My challenge for the month of March is going just okay. Not great. Not bad. Just okay. I think I imagined more. I imagined fun play dates each week with each kid. I imagined ice cream cones and skipping down the street and lots of snuggles and times of doing nothing.
Truth is that life doesn't really roll that way. At least not in our house. I'm honestly having the hardest time being alone with my children outside of our home. Does anyone have this mastered?
I have taken a few trips to the grocery store and instead of asking Aaron to watch all the kids so I could be alone in the grocery store (because we know sometimes that is pure bliss) I have taken one kid along with me. That counts as alone time, but to me it isn't the FUN ALONE TIME I was envisioning.
I am thinking about this a lot, and striving to be intentional with them, but some days life takes over and I realize I never was alone with any of them. There are always 2 or 3 kids around me.
Am I alone here?
How do you do it?
Tonight I was tucking Deacon in and I asked him what his favorite thing to do with mom was. After what seemed like hours of silence where he was thinking and I was surely convinced he could think of nothing that I ever do fun with him, and I was the worst mom ever, and am ruining him for life, he smiled and said he liked the duck place where we get brownies.
I thought for a while and realized he was talking about Quack's, which is a local bakery that we have shopped at before. I asked him if he wanted to go there this week with just him and I and he got the biggest smile on his face. I told him he could get a brownie and I would get a coffee and we could just talk.
He leaned down and gave me a huge hug. It made my day just knowing that he was excited about him and I heading out for a date.
This week at Central Market I pulled Amos aside for a moment and had some snuggles. He is a very affectionate kid, but can sometimes get embarrassed by my affections in public. Any attention kinda embarrasses him. 🙂
I'm still yearning to be intentional with my kids. Aaron has taken some time off and we've had lots of family time, and so that has been so helpful, but I still haven't mastered a system for me being alone with each kid every week. Story & I have it mastered because 3 days a week it's just her and I! We get lots of alone time.
How has your one-on-one time been this month with your kids? Have any great advice for me?

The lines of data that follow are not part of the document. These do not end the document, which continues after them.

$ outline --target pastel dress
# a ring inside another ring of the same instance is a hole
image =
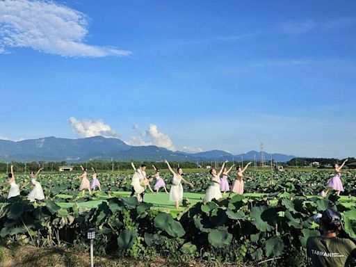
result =
[[[327,186],[332,188],[336,191],[343,192],[343,186],[342,186],[341,179],[340,178],[340,172],[337,172],[327,182]]]
[[[172,186],[170,191],[170,201],[171,202],[183,200],[183,186],[181,186],[181,177],[175,174],[173,176]]]
[[[161,178],[159,175],[156,177],[156,184],[154,184],[154,189],[155,191],[159,190],[161,187],[165,186],[165,183],[164,182],[164,180]]]
[[[222,198],[221,191],[220,191],[220,179],[218,175],[214,176],[211,179],[211,185],[208,188],[204,198],[205,202],[209,202],[213,199],[220,200]]]
[[[19,187],[15,180],[10,183],[10,191],[8,191],[8,199],[19,195]]]
[[[243,176],[237,175],[237,177],[234,183],[232,184],[232,186],[231,188],[231,191],[232,193],[237,193],[238,195],[243,194],[243,186],[245,186],[245,183],[243,181]]]
[[[220,181],[220,190],[221,192],[227,192],[230,191],[227,175],[222,175]]]
[[[143,186],[141,183],[145,180],[145,177],[146,172],[140,169],[137,169],[132,176],[131,185],[134,187],[134,190],[137,194],[141,194],[145,191],[145,187]]]
[[[100,186],[100,182],[97,177],[97,175],[92,175],[92,189],[95,189],[97,187],[99,188]]]
[[[27,200],[31,202],[35,200],[43,200],[44,199],[44,195],[43,194],[41,184],[34,177],[31,178],[31,182],[35,186],[27,196]]]
[[[90,182],[88,179],[86,175],[86,173],[84,173],[83,175],[83,178],[81,179],[81,187],[79,188],[79,190],[90,189]]]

This one isn’t a struggle for me yet since we only have one child. But this blogger: http://johnson-mccormick.com/2011/03/the-first-of-our-first-fridays/ seems to have a really cool approach that I want to keep in mind for the future. I don’t think their alone times happen as frequent as you were hoping, but they are very intentional/special times. 🙂
It’s been good and bad…so just ok. I started out great, I was talking with each child every night by themselves…but now, it’s gotten busy. Like crazy busy. And we haven’t gotten into bed at a reasonable hour and they are exhausted and then we don’t get to talk. UGH! I hear ya. And alone, REALLY? This is crazy. I want to do thing individually with each child. Sigh…I want them to know how important they are to me!!!
I think this is a very difficult challenge! I have four kids as well, and to find that time every week is hard. One thing that my husband and I do is that we try to be more intentional in the seasons of life that are not as demanding. In the Summer, we let a different child stay up 30 minutes to 1 hr later with just us. (Sometimes it is both of us, sometimes it is just me or just my husband) All the boys love it!
We have also seen that in different stages that one child might need more one on one attention than the others. This was a struggle for me at first because I like to be “fair”, but I leaned into it and it has made those times more peaceful for everyone if the one is getting their needs met by individual attention.
I am definitely still trying to figure it out.
I have three kids and alone time with each of them, each week, is not realistic. Instead, I aim for a date with each at least once/mos. My husband, too, spends time alone with them here and there though he doesn’t set a specific goal. In addition to these purposeful dates, I get other bits of alone time with my kids when driving them somewhere, reading at bedtime, helping with school work, etc. And these times are meaningful too.
This is a tough one for me too. I only have two kids at the moment, but with my husband gone much of the time…it often feels challenging since it’s usually me and them. We do the simple trips to the store, or letting one of them stay up later than their sibling. I’m also going to try working on a little mommy and me scrapbook with them on those “late” nights. Hoping it will draw out intentional conversations as well preserve some precious memories! Be encouraged–your kids know you love and care for each of them in a special way, because of the little things you do for them and with them–like going to the bakery with Deacon! Simple, but so special to him!